Ci-dessous un courriel reçu à propos de
Faust
Cher Christoblog
J'a appris que vous décerniez annuellement le Prix du Grand Film Con du Grand Auteur Qui Se La Pète.
Permettez-moi d'attirer aujourd'hui votre attention sur le dernier film d'Alexandr Sokurov, qui me semble un candidat idéal pour 2012.
Le Grand Film Con se distingue d'abord par un maniérisme un peu pédant, et il se trouve que Faust cumule d'emblée plusieurs atouts : un écran presque carré (avec des coins arrondis,
façon Instagram du riche) et déformations de l'image.

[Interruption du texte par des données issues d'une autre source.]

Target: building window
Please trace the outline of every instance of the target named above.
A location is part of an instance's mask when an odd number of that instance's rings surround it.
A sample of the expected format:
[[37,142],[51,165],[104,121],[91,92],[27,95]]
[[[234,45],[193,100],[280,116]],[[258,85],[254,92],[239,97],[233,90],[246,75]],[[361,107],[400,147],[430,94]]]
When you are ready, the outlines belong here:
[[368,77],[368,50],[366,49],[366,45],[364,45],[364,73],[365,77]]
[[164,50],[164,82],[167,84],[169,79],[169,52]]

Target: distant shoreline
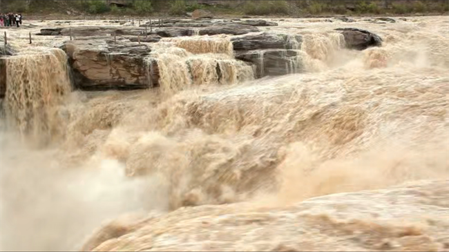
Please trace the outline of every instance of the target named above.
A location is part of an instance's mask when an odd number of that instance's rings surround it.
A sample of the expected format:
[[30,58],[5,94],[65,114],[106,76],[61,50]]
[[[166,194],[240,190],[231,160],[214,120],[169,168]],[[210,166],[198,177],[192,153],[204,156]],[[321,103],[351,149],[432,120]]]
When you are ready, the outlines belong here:
[[[351,14],[351,15],[345,15],[345,14],[318,14],[318,15],[307,15],[301,17],[295,17],[295,16],[248,16],[248,15],[229,15],[229,14],[222,14],[222,15],[216,15],[212,19],[318,19],[318,18],[332,18],[332,17],[439,17],[439,16],[447,16],[448,12],[445,13],[435,13],[435,12],[429,12],[429,13],[417,13],[414,14],[369,14],[369,15],[363,15],[363,14]],[[27,15],[23,14],[23,21],[26,20],[111,20],[111,19],[191,19],[189,17],[180,17],[180,16],[167,16],[164,14],[153,14],[151,16],[142,16],[142,15],[135,15],[135,16],[129,16],[129,15],[86,15],[86,16],[68,16],[68,15],[61,15],[52,17],[50,15],[45,14],[30,14]],[[245,18],[242,17],[245,17]]]

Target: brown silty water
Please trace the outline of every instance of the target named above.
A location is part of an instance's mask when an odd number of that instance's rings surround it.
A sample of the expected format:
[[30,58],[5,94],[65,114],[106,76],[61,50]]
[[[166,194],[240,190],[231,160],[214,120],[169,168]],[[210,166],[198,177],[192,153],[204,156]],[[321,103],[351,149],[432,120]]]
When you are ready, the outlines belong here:
[[259,79],[228,36],[163,39],[132,92],[73,90],[66,38],[11,30],[0,249],[449,250],[449,17],[363,20],[264,28],[304,72]]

Des procédés d'ailleurs curieusement utilisés par un autre prétendant : Post Tenebras Lux de Reygadas, présenté à Cannes, mais je
m'égare.
Outre son aspect formel alambiqué et chichiteux, Faust écrasera probablement sa concurrence par une intensité de dialogues incompréhensibles et creux qu'aucune autre oeuvre récente, aussi bavarde
et absconse soit-elle, n'est capable d'égaler à mes yeux.
Le public de la salle dans laquelle j'ai subi ma séance de torture de 2h14 a largement contribué à ma décision de vous soumettre ce film. En effet, j'ai pu constater de mes yeux tous les
symptômes occasionés par un lauréat du GFCGAQSLP : asssoupissements plus ou moins volontaires, trépignements, ronflements, changement de fesse, oscillation d'avant en arrière, objets qui tombent
(les actes manqués !), nettoyage intempestif de lunettes, téléphones portables qui vibrent opportunément, etc... A noter que contrairement à votre brillante théorie du Saut à l'élastique exposée
dans votre article sur Le cheval de Turin, j'ai même assisté à un départ définitif.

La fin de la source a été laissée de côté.